Depression is a silent killer, but how and why? Can a deregulated stress response be one of the culprits? Available evidence suggests that we can include depression among other chronic diseases with inflammatory components, as we do now with obesity or diabetes.2 Moreover, depression consistently shows a deregulated stress response.3 Intensity of immune-inflammatory responses to stress can be of different magnitude among different patients. (For example, early attacks to the immune system led to immune hyperreactivity thereafter).4 Thereby, there are subgroups of depressed patients reacting to mental stress with intense immune activation. These patients may have a high set-point for shutting down the stress response (or a deregulated stress response) forming an arteriosclerosis prone subgroup.2,5
Nowadays, we do not know what percentage of patients can sustain, despite persistent depression, a low set-point for stopping their immune suppressive/immune activating response. These people will have few complications derived directly from their mental stress. Could it be the case for people above 65 years old? Further research is required to give an affirmative answer in this point. For the others, a proatherosclerotic deregulated response will result irrespectively of their predominant immunosuppression or their main response toward the inflammatory side. Finally, some patients may conserve the equilibrium between both arms of the stress response, but with an abnormally high set-point for stopping the response, a proatherosclerotic process also. Here, complications such as cardio- or cerebrovascular disease can be anticipated.2,5
Pharmacological intervention to improve this pathological stress response could reduce patients’ comorbidities with profound positive effects on the quality of their lives. However, how do we know which patients with depression will benefit with those therapies?

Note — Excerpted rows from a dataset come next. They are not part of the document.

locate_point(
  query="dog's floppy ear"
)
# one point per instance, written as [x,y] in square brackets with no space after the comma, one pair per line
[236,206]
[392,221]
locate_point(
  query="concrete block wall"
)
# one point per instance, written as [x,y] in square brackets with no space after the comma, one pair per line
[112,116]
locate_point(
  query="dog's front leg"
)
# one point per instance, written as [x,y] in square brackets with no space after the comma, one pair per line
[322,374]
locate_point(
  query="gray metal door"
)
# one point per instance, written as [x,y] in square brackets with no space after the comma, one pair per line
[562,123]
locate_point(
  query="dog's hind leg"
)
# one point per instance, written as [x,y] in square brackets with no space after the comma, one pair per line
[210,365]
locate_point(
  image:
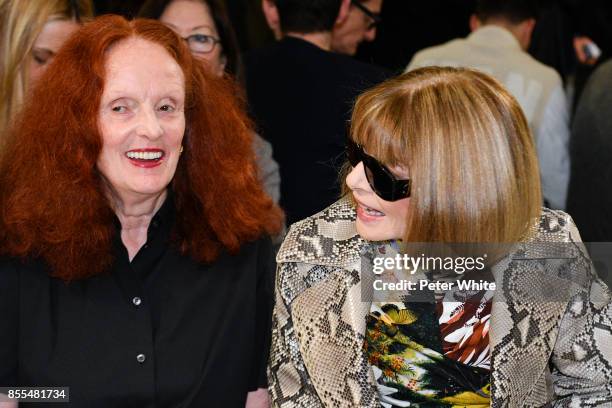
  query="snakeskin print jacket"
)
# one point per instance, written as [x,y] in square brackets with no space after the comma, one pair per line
[550,333]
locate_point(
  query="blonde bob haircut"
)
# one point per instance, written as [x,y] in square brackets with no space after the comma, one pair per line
[467,148]
[20,23]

Standardized psychosocial stress significantly increases salivary α-amylase via adrenergic mechanisms6; consequently, if a deregulated stress response is the integrator of the many markers of vascular vulnerability in patients with depression, those depressed patients in high risk of experiencing a stroke incident may present elevations in the salivary amylase. Hence, I propose that further studies relating depression and stroke will be improved if they include measurements of salivary α-amylase.
Salaycik KJ, Kelly-Hayes M, Beiser A, Nguyen A-H, Brady SM, Kase CS, Wolf PA. Depressive symptoms and risk of stroke: The Framingham Study. Stroke. 2007; 38: 16–21.
Vale S. Psychosocial stress and cardiovascular diseases. Postgrad Med J. 2005; 81: 429–435.
Maes M, Ombelet W, De Jongh R, Kenis G, Bosmans E. The inflammatory response following delivery is amplified in women who previously suffered from major depression, suggesting that major depression is accompanied by a sensitization of the inflammatory response system. J Affect Disord. 2001; 63: 85–92.